Camille Brown (director): I chose to set this play in a modern, collegiate setting because I wanted to make this story accessible to a Stanford audience. The plot and premise of Love’s Labour’s Lost centers on experiences that ring true to what I’ve observed in my two-and-a-half years at Stanford and I wanted to find a way to present those experiences in a show that would encourage people unfamiliar with Shakespeare to discover the truth behind the text in a comprehensive, realistic, and hilarious way.
SA: Does this play have any particular personal meaning for you?
CB: It does. I had the privilege of watching my older sister navigate the Stanford dating scene only to eventually find a wonderful guy I’m happy to call my brother-in-law today and what struck me about the plot of Love’s Labour’s Lost was that it captured a lot of the truths I saw develop in their relationship in a realistic, hilarious way.

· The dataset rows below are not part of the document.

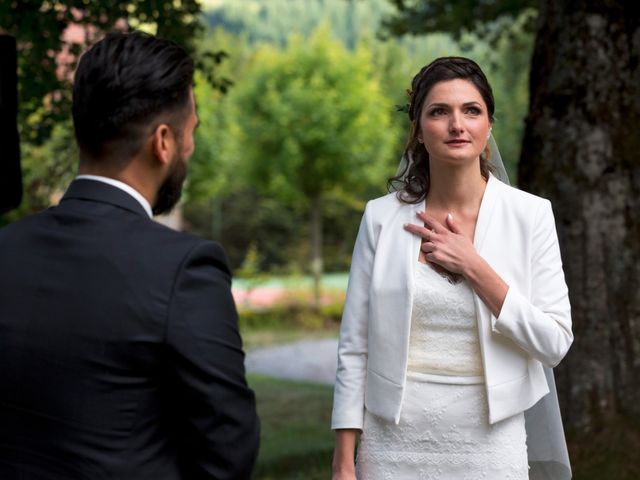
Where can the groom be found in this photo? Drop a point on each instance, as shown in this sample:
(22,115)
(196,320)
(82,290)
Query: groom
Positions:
(120,356)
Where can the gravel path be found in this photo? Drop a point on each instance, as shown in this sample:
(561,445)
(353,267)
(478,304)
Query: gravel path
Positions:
(308,360)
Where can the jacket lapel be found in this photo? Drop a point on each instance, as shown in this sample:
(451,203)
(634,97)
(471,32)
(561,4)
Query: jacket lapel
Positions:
(487,207)
(95,191)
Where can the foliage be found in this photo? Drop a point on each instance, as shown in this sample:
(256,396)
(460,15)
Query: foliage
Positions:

Despite the show’s title, I believe that it is one of the only shows in Shakespeare that presents love stories honestly: They don’t happen in a vacuum and sometimes life interrupts at the worst possible times, but that doesn’t mean all hope is lost in the process. Beautiful things sometimes can’t express themselves in poetry and can come out of unexpected breaks and mature decisions that are really tough to make.
I saw that happen up close and personal from the beginning with my sister and brother-in-law. I was incredibly excited when I encountered it in a live performance of Love’s Labour’s Lost on a sophomore college trip to the Oregon Shakespeare Festival. Now, I’m beyond thrilled to share the truth I connected with in the story with everyone who comes to see the show.